E260 Acetic Acid is a clear, colorless liquid that has a pungent odor and a sour taste.
E260 Acetic Acid is miscible with water and most common organic solvents.

E260 Acetic Acid is produced naturally in most organisms as a byproduct of metabolism.
E260 Acetic Acid is also a major component of vinegar, which is a solution of acetic acid and water that occurs naturally when ethanol in fermented fruit juices undergoes oxidation by acetic acid bacteria.
The production of vinegar has been an ancient practice of food preservation and flavoring that dates back to ancient times.

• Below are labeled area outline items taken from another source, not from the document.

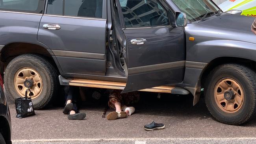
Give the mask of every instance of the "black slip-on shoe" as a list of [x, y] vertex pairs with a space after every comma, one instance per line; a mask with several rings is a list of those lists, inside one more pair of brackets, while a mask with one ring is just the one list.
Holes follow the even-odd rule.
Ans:
[[69, 114], [69, 111], [72, 110], [73, 108], [73, 103], [69, 103], [66, 105], [64, 109], [63, 110], [63, 113], [65, 114]]
[[144, 129], [148, 131], [152, 131], [155, 129], [163, 129], [165, 125], [163, 124], [157, 124], [153, 121], [151, 124], [144, 126]]
[[84, 113], [77, 113], [72, 114], [69, 114], [68, 118], [69, 120], [82, 120], [86, 116], [86, 114]]

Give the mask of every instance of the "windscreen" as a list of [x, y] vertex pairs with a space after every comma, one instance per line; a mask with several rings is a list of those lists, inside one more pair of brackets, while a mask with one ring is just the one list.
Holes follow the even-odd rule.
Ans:
[[219, 9], [209, 0], [173, 0], [191, 22], [200, 20], [208, 13], [217, 13]]

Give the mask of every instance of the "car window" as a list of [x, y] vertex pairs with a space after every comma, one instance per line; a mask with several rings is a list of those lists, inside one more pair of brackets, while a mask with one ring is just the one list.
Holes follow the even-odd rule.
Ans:
[[200, 20], [207, 13], [216, 13], [219, 8], [209, 0], [173, 0], [191, 22]]
[[102, 18], [103, 0], [50, 0], [46, 13]]
[[119, 0], [126, 28], [169, 25], [167, 13], [158, 0]]
[[45, 0], [1, 0], [0, 10], [42, 13]]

Flash point of E260 Acetic Acid is 104 °F.
Density of E260 Acetic Acid is 8.8 lb / gal.
E260 Acetic Acid is corrosive to metals and tissue.

E260 Acetic Acid, solution, more than 10% but not more than 80% acid appears as a colorless aqueous solution.
E260 Acetic Acid smells like vinegar.
E260 Acetic Acid is corrosive to metals and tissue.

E260 Acetic Acid, solution, more than 80% acid is a clear colorless aqueous solution with a pungent odor.
E260 Acetic Acid is faintly pink wet crystals with an odor of vinegar.
E260 Acetic Acid is a simple monocarboxylic acid containing two carbons.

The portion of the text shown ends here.